Linear transformation:

Linear transformations are used to transform the original data points into a new coordinate system. The transformation matrix, often denoted as P, represents this change of basis. Each column of the transformation matrix corresponds to a new basis vector in the transformed space, which are the eigenvectors of the covariance matrix in PCA.

Maximum Seperability:

From the previous persepctive of linear transformation, choosing different bases can give different representations for the same set of data. If the number of bases is less than the data’s original dimension, then we achive dimension reduction. To reduce N-dimensional vectors to K-dimensional (where K < N) while retaining the most original information, select the K bases (principal components) that capture the most variance. This ensures that the new basis maximizes the retention of the original information.

Variance & Covariance

We know that the degree of dispersion of values can be described by the mathematical variance. The variance of a variable can be seen as the average of the sum of squares of the difference between each element and the mean of the variable, that is:

$\operatorname{var}(x)=\frac{\sum_{i=1}^n (x_i-\bar{x})^2}{n}$

For ease of handling, we normalize the mean of each variable to 0, so the variance can be directly represented by the sum of squares of each element divided by the number of elements:

$\operatorname{var}(x)=\frac{\sum_{i=1}^n x_i^2}{n}$

So the above question is formally described as: find a one-dimensional basis so that the variance value is maximum after all data is transformed into the coordinate representation on this basis.

In one-dimensional space, variance represents data dispersion. For high-dimensional data, covariance shows the correlation between variables. To maximize original information, we aim for no linear correlation between variables, as correlation indicates redundancy and lack of independence.

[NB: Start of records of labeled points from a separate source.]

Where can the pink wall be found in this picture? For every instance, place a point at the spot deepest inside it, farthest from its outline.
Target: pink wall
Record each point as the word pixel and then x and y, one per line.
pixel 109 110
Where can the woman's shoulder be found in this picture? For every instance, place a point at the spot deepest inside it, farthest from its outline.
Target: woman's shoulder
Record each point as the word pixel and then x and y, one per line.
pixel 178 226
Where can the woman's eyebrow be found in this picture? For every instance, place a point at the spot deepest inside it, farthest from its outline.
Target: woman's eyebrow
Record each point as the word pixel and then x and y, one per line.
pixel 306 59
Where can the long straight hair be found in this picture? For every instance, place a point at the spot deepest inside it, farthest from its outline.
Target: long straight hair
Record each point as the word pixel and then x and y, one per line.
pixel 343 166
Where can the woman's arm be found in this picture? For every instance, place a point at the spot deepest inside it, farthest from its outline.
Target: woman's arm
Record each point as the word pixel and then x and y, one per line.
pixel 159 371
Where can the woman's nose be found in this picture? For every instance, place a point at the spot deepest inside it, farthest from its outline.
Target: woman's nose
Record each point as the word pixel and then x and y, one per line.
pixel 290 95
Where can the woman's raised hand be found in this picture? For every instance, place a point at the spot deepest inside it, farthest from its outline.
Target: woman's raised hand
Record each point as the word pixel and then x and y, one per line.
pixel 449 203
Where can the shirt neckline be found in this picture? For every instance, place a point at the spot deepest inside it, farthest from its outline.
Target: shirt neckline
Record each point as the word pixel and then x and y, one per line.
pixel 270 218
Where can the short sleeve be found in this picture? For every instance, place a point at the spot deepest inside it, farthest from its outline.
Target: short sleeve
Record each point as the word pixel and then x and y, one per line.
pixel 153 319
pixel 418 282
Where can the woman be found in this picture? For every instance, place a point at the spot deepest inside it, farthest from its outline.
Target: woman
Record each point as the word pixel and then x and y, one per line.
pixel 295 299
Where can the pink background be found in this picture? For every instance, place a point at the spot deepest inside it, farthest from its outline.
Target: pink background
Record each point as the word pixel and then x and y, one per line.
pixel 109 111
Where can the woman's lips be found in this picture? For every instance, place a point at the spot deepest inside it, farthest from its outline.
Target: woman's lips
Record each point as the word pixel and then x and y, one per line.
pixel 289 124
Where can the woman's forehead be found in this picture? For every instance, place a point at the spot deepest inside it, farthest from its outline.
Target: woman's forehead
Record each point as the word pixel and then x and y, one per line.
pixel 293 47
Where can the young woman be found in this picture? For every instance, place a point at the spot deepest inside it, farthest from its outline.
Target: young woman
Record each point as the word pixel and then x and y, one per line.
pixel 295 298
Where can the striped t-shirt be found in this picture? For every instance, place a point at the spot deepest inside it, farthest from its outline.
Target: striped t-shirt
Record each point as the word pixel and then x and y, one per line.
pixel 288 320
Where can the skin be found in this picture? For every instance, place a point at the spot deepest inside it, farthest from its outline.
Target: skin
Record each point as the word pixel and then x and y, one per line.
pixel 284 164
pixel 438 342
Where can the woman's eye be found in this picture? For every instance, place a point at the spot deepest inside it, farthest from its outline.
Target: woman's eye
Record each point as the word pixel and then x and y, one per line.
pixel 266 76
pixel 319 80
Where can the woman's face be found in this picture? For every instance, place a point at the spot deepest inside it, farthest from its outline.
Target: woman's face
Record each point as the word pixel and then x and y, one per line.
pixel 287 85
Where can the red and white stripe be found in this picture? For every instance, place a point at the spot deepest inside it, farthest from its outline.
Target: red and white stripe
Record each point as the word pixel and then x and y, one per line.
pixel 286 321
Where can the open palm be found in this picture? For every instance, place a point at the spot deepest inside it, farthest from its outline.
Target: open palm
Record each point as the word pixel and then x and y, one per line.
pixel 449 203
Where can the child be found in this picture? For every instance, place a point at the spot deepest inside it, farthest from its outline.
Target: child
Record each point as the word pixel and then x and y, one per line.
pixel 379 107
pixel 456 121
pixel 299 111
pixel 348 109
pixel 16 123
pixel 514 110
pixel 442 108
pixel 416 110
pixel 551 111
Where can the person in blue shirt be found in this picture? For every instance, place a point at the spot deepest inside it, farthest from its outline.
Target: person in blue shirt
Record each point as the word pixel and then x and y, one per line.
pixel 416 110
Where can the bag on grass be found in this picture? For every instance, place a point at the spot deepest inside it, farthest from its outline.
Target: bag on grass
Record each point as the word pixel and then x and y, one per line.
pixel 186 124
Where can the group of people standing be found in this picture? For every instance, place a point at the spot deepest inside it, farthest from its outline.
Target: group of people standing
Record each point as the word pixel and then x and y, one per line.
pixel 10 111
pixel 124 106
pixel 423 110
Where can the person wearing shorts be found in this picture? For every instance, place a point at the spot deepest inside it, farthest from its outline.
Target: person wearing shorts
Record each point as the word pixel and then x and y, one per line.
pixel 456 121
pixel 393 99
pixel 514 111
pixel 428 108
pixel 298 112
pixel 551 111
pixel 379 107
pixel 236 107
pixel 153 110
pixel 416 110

The covariance formula is:

$\operatorname{cov}(x,y)=\frac{\sum_{i=1}^n (x_i-\bar{x})(y_i-\bar{y})}{n}$

When the covariance is 0, it means that the two variables are linearly uncorrelated. In order to make the covariance 0, when we choose the second basis, we can only choose it in the direction orthogonal to the first basis, so the finally selected two directions must be orthogonal.

Covariance Matrix

Suppose we only have two variables a and b, then we arrange them into matrix X by row:

\[\mathbf{X}=\begin{bmatrix} a_1 & a_2 & \cdots & a_m \\ b_1 & b_2 & \cdots & b_m \end{bmatrix}\]

Then:

\[C = \frac{1}{m} \mathbf{X}\mathbf{X}^\top = \begin{pmatrix} \frac{1}{m} \sum_{i=1}^{m} a_i^2 & \frac{1}{m} \sum_{i=1}^{m} a_i b_i \\ \frac{1}{m} \sum_{i=1}^{m} a_i b_i & \frac{1}{m} \sum_{i=1}^{m} b_i^2 \end{pmatrix} = \begin{pmatrix} \text{Cov}(a, a) & \text{Cov}(a, b) \\ \text{Cov}(b, a) & \text{Cov}(b, b) \end{pmatrix}\]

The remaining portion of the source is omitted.